Pastor’s Pen: Christ’s Response to Sunday

In the gospel of Mark we are told this, “…the people brought to Jesus all the sick and demon-possessed. The whole town gathered at the door, and Jesus healed many who had various diseases.” (Mark 1:32-34a)

What I find here isn’t just what Jesus did. He healed people of diseases and demon-possession. He helped people. Matthew 9:36 and Matthew 14:14 both tell us that Jesus “had compassion” on people. He saw their needs, desired to help and took action to help.

Yet, Jesus’ helping isn’t what I find amazing today. What is amazing is what Jesus didn’t do. He didn’t have them fill out an application and base His help on whether they agreed with Him or not.

He didn’t help only those who were His disciples. He didn’t hate those who were in need, even if they came solely for healing or food and not really for spiritual guidance.

Jesus showed love to towns and crowds of people, who may or may not ever become His followers.

This past Sunday there was a heinous act of terror inflicted on people, people doing things at the time with which you may or may not agree. But they were people, created in the image of God.

They were people Jesus would have loved. They have family and friends that Jesus loves – not because He agrees with their decisions, just as He doesn’t always agree with mine – but because they are people He created. How would Jesus react to this situation?

I don’t think He would ask for applications as to someone’s beliefs or what religion they follow. I don’t think He would picket or even ignore the situation. I think He would show love for people.

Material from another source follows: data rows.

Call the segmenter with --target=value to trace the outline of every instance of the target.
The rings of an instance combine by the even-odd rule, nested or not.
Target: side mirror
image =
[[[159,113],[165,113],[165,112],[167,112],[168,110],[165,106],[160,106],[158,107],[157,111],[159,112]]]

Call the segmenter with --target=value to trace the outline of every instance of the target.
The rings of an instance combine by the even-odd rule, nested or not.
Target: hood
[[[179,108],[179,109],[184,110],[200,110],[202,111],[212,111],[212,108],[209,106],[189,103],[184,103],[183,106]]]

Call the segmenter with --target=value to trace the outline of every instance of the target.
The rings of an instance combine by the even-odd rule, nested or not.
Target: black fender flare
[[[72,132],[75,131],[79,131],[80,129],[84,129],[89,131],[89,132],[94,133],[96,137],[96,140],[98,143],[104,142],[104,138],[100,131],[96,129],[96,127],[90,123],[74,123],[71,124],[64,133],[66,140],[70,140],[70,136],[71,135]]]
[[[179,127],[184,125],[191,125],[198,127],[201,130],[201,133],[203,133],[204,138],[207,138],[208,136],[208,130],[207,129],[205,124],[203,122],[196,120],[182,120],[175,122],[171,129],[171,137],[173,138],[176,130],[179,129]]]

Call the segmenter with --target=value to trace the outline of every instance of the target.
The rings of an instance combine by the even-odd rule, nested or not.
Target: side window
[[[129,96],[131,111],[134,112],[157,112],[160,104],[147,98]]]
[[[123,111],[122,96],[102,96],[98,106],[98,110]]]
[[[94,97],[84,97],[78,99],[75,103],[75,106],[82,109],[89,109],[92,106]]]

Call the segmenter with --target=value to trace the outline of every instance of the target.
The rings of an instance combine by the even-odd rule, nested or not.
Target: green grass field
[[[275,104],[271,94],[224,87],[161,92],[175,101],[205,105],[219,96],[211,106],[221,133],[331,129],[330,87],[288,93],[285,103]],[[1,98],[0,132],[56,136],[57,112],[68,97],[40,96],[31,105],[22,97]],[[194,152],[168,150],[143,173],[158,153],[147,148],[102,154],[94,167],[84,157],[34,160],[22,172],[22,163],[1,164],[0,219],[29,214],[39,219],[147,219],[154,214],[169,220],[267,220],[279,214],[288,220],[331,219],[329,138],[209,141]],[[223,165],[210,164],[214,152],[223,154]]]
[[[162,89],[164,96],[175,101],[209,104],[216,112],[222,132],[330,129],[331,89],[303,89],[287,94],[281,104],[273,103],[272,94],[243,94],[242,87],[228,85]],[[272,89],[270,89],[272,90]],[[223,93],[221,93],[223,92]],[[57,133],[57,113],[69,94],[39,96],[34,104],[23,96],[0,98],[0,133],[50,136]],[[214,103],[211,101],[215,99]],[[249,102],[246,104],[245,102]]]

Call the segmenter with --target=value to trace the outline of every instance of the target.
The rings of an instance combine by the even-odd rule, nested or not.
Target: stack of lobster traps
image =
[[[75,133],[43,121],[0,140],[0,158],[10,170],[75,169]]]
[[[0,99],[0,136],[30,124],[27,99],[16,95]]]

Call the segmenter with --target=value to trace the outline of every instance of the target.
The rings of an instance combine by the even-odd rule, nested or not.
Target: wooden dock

There are few people you will agree with completely. I am certain that there is not a single person in my own church, where I work and choose to attend, not one that I agree with on every single topic. Most are small issues, but even with larger issues I am still to show them love.

As you and I show love there will be personal opportunities or even group opportunities to share more. Look for them and take them with excitement. Be ready to share with people the good news of Jesus Christ and salvation. (1 Peter 3:15) But begin with loving people.

Loving people doesn’t mean you agree with everything they do or stand for. Loving people doesn’t mean you are better than them. Loving people means being a humble servant of the Lord, who desires you to serve others as He served us. (John 13:15) What do we do in a situation like this?

The answer is simple. Love. Are you willing to show love to others, even those with whom you do not agree?

“... A town on a hill cannot be hidden… In the same way, let your light shine before others, that they may see your good deeds and glorify your Father in heaven.” (Matthew 5:16)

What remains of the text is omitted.